Peiwoh brings together the various languages, colours and sounds that I heard as a child growing up in Switzerland, at home with my parents, friends and other musicians. And each of them expresses and encapsulates a different part of myself. Each language has its own rhythm and melody, which it modulates in its own distinct way, influencing and inspiring the character and style of the song. Poetry is one of the essential aspects of this musical journey. Thank you, David Escamilla, for the discovery of your poetry and the legend of Peiwoh in Jardí de Silencis.
Peiwoh leads us to the process of maturing, which has sometimes been painful and dramatic: life contains within it “little deaths”, as in the poem by García Lorca, Song of the little death. In his short but intense poem My heart, die or sing, Juan Ramón Jiménez shows how music and life overcome fear, giving us the courage to walk on, as if our awareness of the proximity of death gave us a heightened awareness of life and its infinite possibilities. And there are also the distant echoes of a “silent music”, an almost imperceptible music which, in the depths of night, mingles with nature. It is then that music embraces silence and the two are entwined like lovers.
The instrumentation I have used in Peiwoh is based on three important elements which establish a dialogue and contribute a variety of colours and moods. A fundamental and essential element in Mediterranean culture is rhythm. Percussion has always been an inseparable part of the music of poetry, and the partnership of these two very different but inseparable instruments stretches back to ancient times. I want to thank Pedro and David for creating the wonderful atmospheres and landscapes which spark our imagination. And I also want to thank Manuel Mohino for having captured all those atmospheres and landscapes, rhythms and melodies, sounds and silences with such naturalness and beauty.
The third element is the sound of plucked and strummed strings. There are several kinds of guitar, the majority with metal strings, such as the acoustic guitar and the santur –a Persian psaltery– which mingle with the sound of the harp to create a beautiful sound tapestry that is rich in harmonics. The hardingfele is an ancient traditional Norwegian fiddle, with sympathetic strings. It sounds like another, almost human voice, which floats delicately between the sound of the harp and the human voice. The rhythm of the double-bass provides a counterpoint to the harp, adding a vibrant and expressive depth of sound. Thank you, Javier, Dimitri, Mario, Petter and Bjørn, for your boundless dedication and creativity!
The final element, the most ethereal of all, is the human voice.
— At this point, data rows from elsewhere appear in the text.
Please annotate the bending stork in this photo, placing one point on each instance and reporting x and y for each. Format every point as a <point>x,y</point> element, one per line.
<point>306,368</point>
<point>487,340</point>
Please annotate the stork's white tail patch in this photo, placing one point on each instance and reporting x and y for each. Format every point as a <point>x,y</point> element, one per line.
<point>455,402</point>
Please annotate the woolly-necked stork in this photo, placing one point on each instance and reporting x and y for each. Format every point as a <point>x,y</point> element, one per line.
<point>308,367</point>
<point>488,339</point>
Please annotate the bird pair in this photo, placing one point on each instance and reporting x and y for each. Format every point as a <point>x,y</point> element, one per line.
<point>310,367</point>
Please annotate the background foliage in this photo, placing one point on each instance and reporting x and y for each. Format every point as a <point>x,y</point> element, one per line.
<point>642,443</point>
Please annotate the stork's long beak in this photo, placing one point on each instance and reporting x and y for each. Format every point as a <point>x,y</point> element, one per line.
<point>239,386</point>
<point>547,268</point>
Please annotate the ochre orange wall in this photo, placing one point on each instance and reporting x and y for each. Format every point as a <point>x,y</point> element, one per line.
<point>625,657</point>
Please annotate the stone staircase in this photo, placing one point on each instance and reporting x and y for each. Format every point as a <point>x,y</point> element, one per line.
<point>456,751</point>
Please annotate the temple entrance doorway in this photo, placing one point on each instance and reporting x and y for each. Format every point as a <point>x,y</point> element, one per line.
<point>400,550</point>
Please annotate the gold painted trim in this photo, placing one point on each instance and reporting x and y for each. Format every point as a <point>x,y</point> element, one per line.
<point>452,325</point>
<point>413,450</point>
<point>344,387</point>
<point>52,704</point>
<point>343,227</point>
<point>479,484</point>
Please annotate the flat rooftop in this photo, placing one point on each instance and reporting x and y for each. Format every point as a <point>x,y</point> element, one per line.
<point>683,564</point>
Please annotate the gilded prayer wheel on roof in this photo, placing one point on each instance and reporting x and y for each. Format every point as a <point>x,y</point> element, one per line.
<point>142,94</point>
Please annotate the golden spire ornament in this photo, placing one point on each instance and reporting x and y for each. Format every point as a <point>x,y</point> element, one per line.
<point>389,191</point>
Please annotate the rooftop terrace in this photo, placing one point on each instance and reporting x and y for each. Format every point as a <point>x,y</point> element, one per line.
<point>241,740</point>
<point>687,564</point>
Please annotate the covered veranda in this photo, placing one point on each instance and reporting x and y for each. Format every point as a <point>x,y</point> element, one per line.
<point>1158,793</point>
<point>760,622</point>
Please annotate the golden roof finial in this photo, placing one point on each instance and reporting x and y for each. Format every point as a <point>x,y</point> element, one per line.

From the very beginnings of music, voice and harp have been constant travelling companions through very different periods and styles... They are two almost inseparable entities, like body and soul, and accompanying oneself on the harp involves a different, perhaps more intimate way of singing which is closer to the instrument and the words. The voices of Petter and Ferran are very different, but when the three of us sing together in Prayer and Naonunai, there is harmony, complicity and a range of intense emotions which are the fruit of the experiences we have shared. Thank you, Petter and Ferran, for your gift of tenderness and beauty.